This lecture explores the work and methodology of human rights group Survival International, with a particular focus on the group’s efforts to generate a groundswell of support for tribal people all over the world. Using Survival films and campaigns as case studies, the lecture will focus on the need to popularize the narrative surrounding indigenous land rights. Tess Thackara directs the USA office of Survival International, whose major campaign successes include the Indian government banning aluminum giant Vedanta Resources from mining the sacred lands of the Dongria Kondh tribe in 2010, and the High Court of Botswana’s affirming the Bushmen’s right to access water on their ancestral lands in 2011.
Survival International: www.survivalinternational.org

October 3, 2011
Jack Persekian, Curator (Jerusalem)
In the Meantime
Respondent: Nitin Sawhney, Assistant Professor, The New School (USA)

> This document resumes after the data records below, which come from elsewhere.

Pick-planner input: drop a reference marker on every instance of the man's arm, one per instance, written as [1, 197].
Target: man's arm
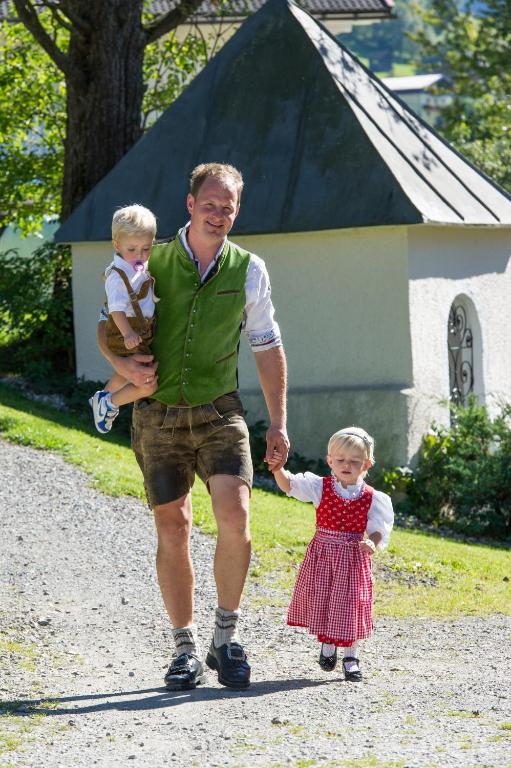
[272, 371]
[139, 369]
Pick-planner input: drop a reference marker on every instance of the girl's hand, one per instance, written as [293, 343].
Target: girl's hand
[275, 461]
[367, 546]
[132, 340]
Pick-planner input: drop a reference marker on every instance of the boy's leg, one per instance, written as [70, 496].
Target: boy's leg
[115, 382]
[129, 393]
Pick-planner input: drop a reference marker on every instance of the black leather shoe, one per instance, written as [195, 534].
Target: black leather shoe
[230, 661]
[185, 672]
[328, 663]
[351, 677]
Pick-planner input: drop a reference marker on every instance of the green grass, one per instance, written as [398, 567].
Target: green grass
[423, 574]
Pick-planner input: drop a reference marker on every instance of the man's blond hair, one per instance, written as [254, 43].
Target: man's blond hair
[133, 220]
[226, 174]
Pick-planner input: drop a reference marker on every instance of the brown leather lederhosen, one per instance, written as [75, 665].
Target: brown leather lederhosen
[144, 326]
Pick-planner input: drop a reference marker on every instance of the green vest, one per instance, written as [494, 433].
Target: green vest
[197, 326]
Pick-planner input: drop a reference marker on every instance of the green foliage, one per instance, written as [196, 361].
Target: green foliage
[36, 311]
[32, 124]
[463, 475]
[473, 44]
[295, 462]
[387, 45]
[33, 111]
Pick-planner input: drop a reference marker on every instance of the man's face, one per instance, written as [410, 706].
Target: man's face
[214, 209]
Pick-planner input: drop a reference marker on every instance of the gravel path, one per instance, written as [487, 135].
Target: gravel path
[78, 592]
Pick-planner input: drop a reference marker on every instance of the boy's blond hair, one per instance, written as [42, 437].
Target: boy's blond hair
[133, 220]
[352, 437]
[226, 174]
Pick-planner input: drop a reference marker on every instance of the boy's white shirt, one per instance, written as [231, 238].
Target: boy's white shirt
[309, 487]
[116, 294]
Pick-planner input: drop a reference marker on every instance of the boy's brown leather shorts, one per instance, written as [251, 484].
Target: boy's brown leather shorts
[174, 443]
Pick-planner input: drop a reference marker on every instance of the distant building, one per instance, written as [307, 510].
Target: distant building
[389, 253]
[422, 93]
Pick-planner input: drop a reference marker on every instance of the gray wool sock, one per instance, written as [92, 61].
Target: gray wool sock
[186, 640]
[226, 627]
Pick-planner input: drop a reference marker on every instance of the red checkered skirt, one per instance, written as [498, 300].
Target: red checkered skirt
[333, 594]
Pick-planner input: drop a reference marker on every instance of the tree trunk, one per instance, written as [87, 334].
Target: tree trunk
[104, 93]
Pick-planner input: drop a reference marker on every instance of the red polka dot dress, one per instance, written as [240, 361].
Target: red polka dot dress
[333, 594]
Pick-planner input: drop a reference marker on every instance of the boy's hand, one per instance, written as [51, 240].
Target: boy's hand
[275, 461]
[132, 340]
[367, 546]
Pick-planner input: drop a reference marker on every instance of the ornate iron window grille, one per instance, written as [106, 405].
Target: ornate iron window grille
[461, 356]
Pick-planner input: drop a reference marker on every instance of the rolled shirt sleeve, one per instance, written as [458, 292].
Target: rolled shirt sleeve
[259, 323]
[380, 517]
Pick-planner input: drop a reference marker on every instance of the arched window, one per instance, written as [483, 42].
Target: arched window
[464, 350]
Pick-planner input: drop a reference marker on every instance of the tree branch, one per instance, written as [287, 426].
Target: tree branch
[28, 17]
[79, 24]
[170, 20]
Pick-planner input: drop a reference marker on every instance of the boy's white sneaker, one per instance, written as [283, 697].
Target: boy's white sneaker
[104, 410]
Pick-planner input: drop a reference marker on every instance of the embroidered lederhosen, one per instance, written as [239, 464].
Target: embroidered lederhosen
[144, 326]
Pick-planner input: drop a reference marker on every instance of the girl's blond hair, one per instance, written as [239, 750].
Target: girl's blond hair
[352, 437]
[133, 220]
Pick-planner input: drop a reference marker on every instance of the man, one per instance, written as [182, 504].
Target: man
[209, 289]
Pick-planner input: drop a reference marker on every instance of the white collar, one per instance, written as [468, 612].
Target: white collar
[351, 492]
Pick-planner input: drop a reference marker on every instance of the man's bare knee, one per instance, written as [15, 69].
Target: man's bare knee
[174, 522]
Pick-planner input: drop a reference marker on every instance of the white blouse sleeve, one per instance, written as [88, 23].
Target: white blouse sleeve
[380, 517]
[306, 487]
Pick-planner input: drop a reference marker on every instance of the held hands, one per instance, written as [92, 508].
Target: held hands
[277, 448]
[132, 340]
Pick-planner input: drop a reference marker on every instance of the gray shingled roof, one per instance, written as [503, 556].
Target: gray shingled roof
[321, 142]
[242, 8]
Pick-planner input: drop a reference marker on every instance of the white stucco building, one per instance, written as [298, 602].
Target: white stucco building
[389, 254]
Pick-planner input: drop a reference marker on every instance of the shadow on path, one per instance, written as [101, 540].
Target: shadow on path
[160, 699]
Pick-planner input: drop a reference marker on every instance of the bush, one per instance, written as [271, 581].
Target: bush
[463, 476]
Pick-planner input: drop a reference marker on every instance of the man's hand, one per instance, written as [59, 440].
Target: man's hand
[132, 340]
[139, 369]
[277, 443]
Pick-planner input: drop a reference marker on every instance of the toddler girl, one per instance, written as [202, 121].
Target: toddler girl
[333, 591]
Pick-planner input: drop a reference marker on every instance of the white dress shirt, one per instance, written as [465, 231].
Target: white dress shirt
[259, 325]
[380, 518]
[117, 298]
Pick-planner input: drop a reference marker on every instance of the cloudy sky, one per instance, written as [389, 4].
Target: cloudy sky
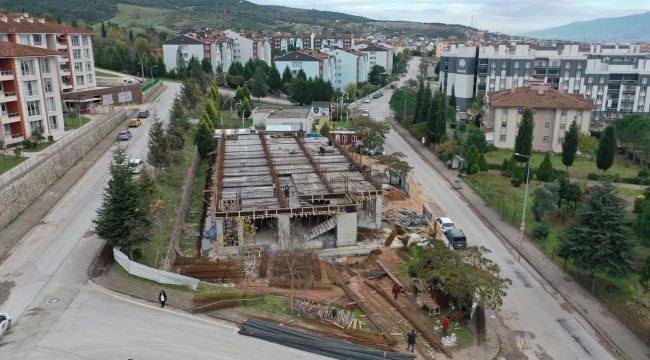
[509, 16]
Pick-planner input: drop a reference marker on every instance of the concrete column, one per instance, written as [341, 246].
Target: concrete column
[346, 229]
[284, 229]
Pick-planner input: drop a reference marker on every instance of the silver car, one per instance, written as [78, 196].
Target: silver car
[5, 323]
[124, 135]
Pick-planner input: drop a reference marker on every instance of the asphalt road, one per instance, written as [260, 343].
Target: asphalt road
[58, 313]
[534, 322]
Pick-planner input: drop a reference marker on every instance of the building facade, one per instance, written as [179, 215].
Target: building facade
[554, 111]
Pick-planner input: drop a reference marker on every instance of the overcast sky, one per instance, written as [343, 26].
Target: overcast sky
[508, 16]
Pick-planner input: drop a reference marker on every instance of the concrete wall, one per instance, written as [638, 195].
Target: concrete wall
[18, 194]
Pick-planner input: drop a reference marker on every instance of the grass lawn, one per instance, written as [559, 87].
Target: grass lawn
[72, 122]
[10, 162]
[40, 146]
[581, 166]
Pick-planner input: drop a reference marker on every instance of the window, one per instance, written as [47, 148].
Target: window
[54, 124]
[30, 88]
[45, 66]
[47, 85]
[27, 67]
[34, 108]
[50, 104]
[23, 40]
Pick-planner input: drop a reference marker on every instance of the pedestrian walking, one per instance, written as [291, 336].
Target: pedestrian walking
[445, 326]
[163, 298]
[411, 340]
[396, 290]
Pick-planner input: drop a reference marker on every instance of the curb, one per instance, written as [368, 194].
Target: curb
[502, 237]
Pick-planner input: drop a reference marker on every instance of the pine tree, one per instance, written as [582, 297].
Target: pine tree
[601, 240]
[524, 139]
[160, 153]
[452, 98]
[259, 87]
[606, 149]
[205, 135]
[570, 144]
[545, 170]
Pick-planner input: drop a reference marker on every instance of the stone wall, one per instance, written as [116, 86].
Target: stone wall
[17, 195]
[181, 212]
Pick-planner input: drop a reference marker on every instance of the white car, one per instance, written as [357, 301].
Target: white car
[136, 165]
[5, 323]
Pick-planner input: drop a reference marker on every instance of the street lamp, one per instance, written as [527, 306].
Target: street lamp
[523, 216]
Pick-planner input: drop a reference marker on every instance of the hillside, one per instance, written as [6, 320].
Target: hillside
[626, 28]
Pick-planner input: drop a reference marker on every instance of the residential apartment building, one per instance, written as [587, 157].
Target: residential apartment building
[615, 76]
[30, 95]
[200, 44]
[352, 66]
[313, 63]
[75, 60]
[554, 111]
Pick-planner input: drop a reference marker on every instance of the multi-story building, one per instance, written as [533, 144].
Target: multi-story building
[30, 95]
[313, 63]
[199, 44]
[351, 66]
[554, 111]
[75, 60]
[615, 76]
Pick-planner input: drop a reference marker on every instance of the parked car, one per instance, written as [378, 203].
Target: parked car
[136, 165]
[5, 323]
[124, 135]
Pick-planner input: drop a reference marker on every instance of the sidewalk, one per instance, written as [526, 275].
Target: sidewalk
[624, 341]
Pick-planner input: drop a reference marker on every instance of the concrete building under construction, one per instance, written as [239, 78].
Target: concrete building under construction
[284, 181]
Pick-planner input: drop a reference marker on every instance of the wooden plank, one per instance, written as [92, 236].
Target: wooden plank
[395, 279]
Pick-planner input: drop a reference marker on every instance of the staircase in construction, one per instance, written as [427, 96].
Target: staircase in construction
[321, 228]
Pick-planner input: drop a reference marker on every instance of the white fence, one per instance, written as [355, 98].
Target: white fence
[159, 276]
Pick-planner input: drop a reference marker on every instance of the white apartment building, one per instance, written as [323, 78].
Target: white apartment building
[351, 66]
[554, 111]
[615, 76]
[30, 95]
[313, 63]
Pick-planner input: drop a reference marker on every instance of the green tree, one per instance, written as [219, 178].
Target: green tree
[607, 149]
[570, 144]
[259, 87]
[601, 239]
[545, 170]
[393, 164]
[160, 153]
[524, 139]
[545, 199]
[205, 135]
[121, 202]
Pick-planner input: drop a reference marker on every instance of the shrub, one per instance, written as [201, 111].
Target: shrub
[541, 230]
[593, 176]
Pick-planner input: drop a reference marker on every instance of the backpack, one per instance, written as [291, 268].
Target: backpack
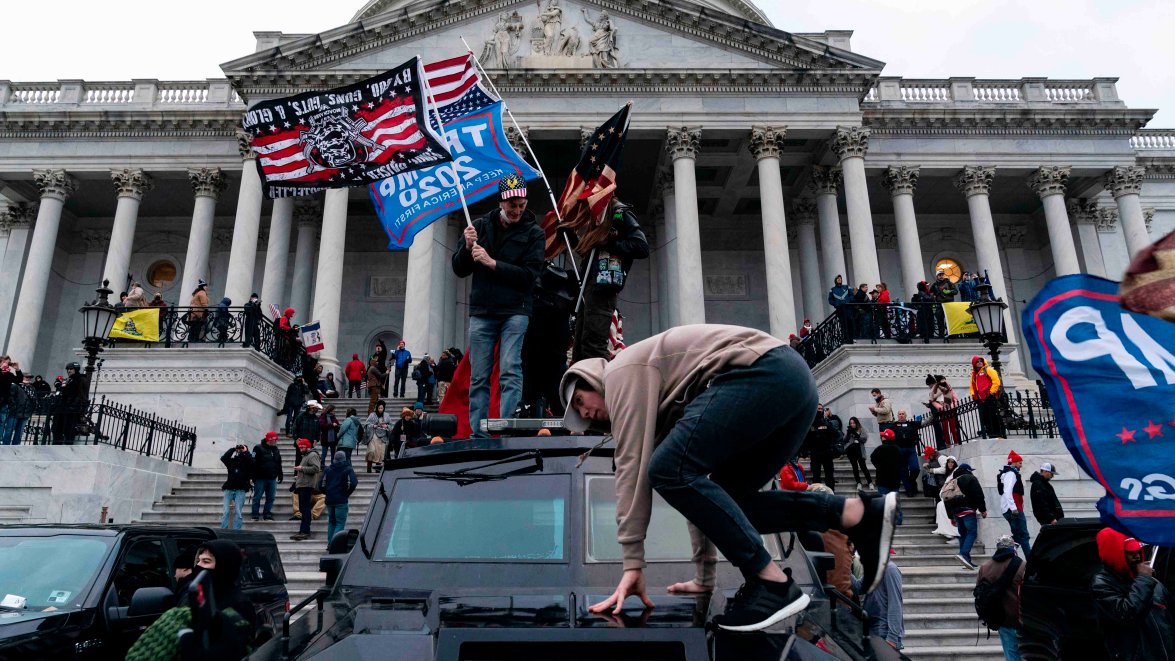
[989, 597]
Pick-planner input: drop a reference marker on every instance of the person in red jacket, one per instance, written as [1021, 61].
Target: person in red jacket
[355, 373]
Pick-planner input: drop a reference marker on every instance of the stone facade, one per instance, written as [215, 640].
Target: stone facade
[723, 102]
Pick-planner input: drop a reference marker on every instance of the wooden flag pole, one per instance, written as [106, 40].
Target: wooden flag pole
[550, 193]
[444, 139]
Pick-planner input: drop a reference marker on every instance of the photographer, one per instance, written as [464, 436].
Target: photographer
[240, 470]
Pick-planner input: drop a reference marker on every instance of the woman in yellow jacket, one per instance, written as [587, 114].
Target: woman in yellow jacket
[985, 388]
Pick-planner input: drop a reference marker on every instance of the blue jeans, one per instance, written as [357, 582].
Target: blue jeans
[1019, 525]
[910, 471]
[483, 334]
[269, 490]
[968, 530]
[1009, 639]
[883, 491]
[712, 477]
[336, 520]
[237, 498]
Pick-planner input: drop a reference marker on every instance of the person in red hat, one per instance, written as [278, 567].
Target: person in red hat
[1134, 609]
[1012, 499]
[267, 473]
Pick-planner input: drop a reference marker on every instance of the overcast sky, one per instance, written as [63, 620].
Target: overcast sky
[1008, 39]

In 1992 Jack Persekian founded Anadiel Gallery, the first and only independent gallery for Palestinian artists in Jerusalem. Persekian later founded the Al-Ma’mal Foundation to continue the gallery’s mission and to further promote, instigate, and disseminate the production of art in Palestine. In his talk, Persekian will share his experience – the challenges and the outcomes – of creating a space for Palestinian artists in Jerusalem. Have the methods for working in contested spaces, such as Israel, changed over the years? Does art have the potential to engage a zone of conflict in a different way than politics? Persekian was Head Curator of the Sharjah Biennial (2004–2007), Artistic Director of the Sharjah Biennial (2007–2011), and Director of the Sharjah Art Foundation (2009–2011).
Al-Ma’mal Foundation: www.almamalfoundation.org

October 17, 2011
Joichi Ito, Director, MIT Media Lab (USA)
Enabling Emergent Voices And Expression Through Technology
Respondent: Brendan Mcgetrick, Independent Writer & Designer (China)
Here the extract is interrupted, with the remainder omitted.